Woodside Revenue Falls on Lower LNG, Oil Prices

Source: Woodside
Source: Woodside

Woodside Energy posted a fall in first-quarter revenue on Friday compared with the previous three-month period due to lower realised oil and liquefied natural gas prices and flagged declining production volumes at some of its major projects.

Australia's largest LNG exporter said production from its Bass Strait project in Victoria and Pyrenees and Pluto LNG projects in Western Australia fell in the first quarter.

Shares of Woodside fell as much 3.1%, hitting their lowest since May 2022, while the benchmark stock index .AXJO was last down 1.5%.

Woodside, which recently ditched its $52 billion merger talks with smaller rival Santos, said revenue fell 12% from the fourth quarter of last financial year to $2.97 billion.

LNG and crude oil prices rose during the March quarter amid the Middle-East conflict and the Red Sea attacks, but were still lower than the December quarter.

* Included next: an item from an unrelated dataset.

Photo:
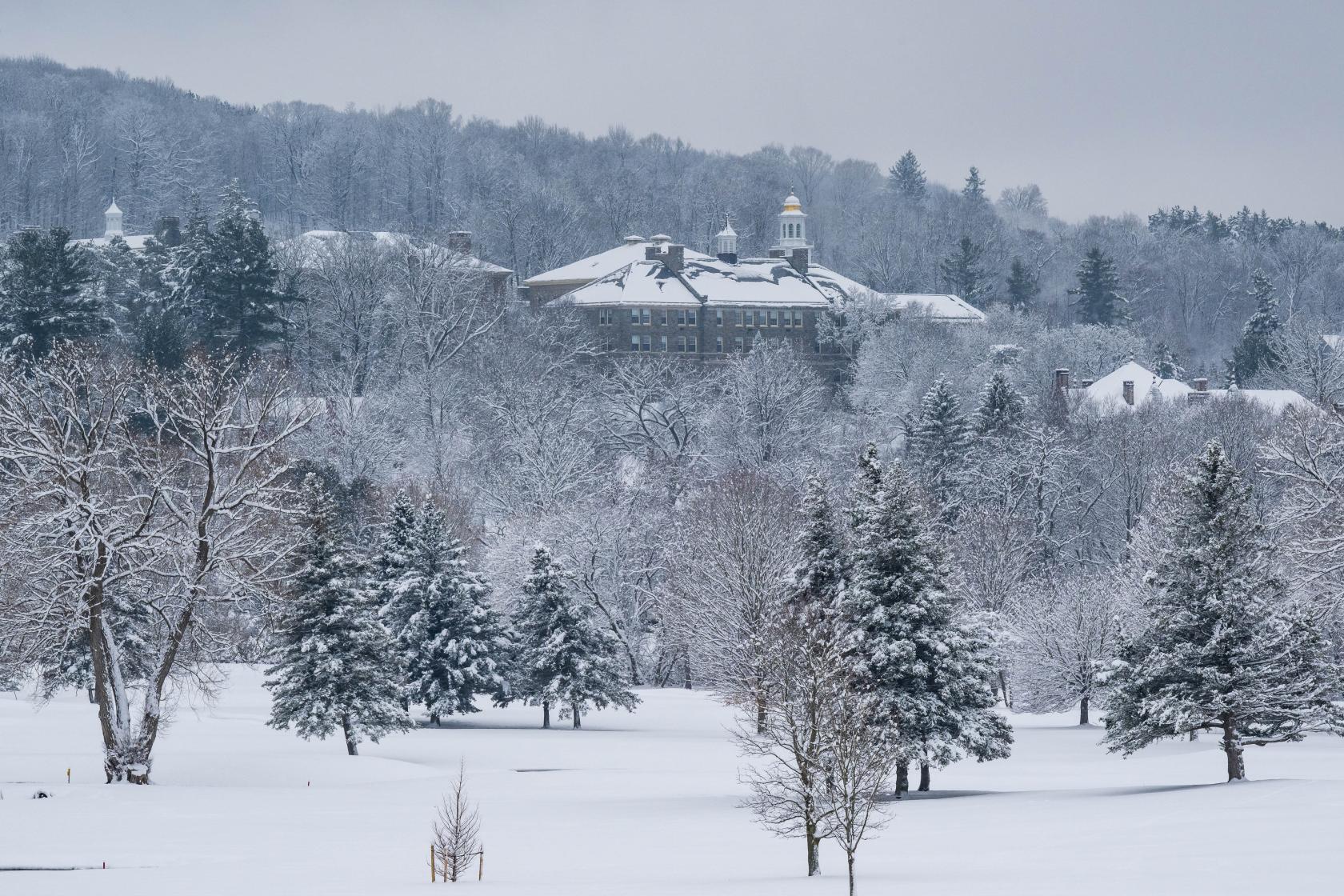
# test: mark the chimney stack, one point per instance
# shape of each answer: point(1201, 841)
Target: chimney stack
point(798, 259)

Woodside's quarterly average realised price fell to $63 per barrels of oil equivalent (boe) from $67 in the prior quarter.

"Overall, a reasonable performance in the quarter, with revenue and growth projects on track but production trailing," said Adrian Prendergast, an analyst at brokerage Morgans.

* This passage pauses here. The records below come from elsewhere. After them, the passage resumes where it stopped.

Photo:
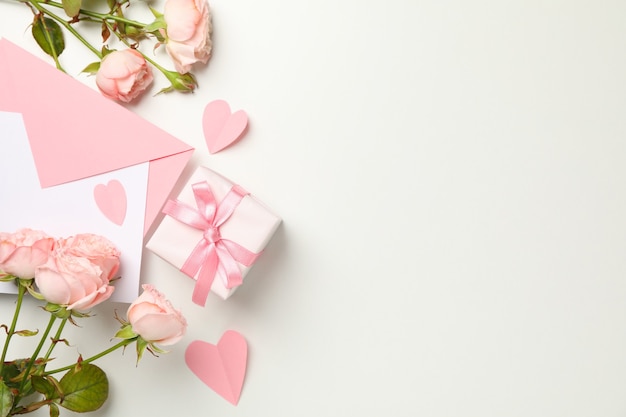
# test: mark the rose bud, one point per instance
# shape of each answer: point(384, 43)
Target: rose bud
point(123, 75)
point(152, 317)
point(188, 32)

Woodside reported first-quarter output of 44.9 million barrels of oil equivalent (mmboe), down 7% from the previous quarter.

"The business today is performing largely in line with expectations, but we remain concerned about the portfolio being highly concentrated and ex-growth, necessitating sizable M&A," Citi analysts said in a note.

Commissioning activities are underway at the company's Sangomar project in Senegal, where maiden oil production is expected in the middle of 2024, Woodside said.

The Perth-based company kept its full-year production estimates unchanged.

Woodside, which is advancing a slate of expansion projects, has faced calls from major shareholders to address concerns around the handling of climate risk.

"Feedback arising from our engagement with investors and stakeholders reflects the challenges and complexities of navigating the energy transition," CEO Meg O'Neill said.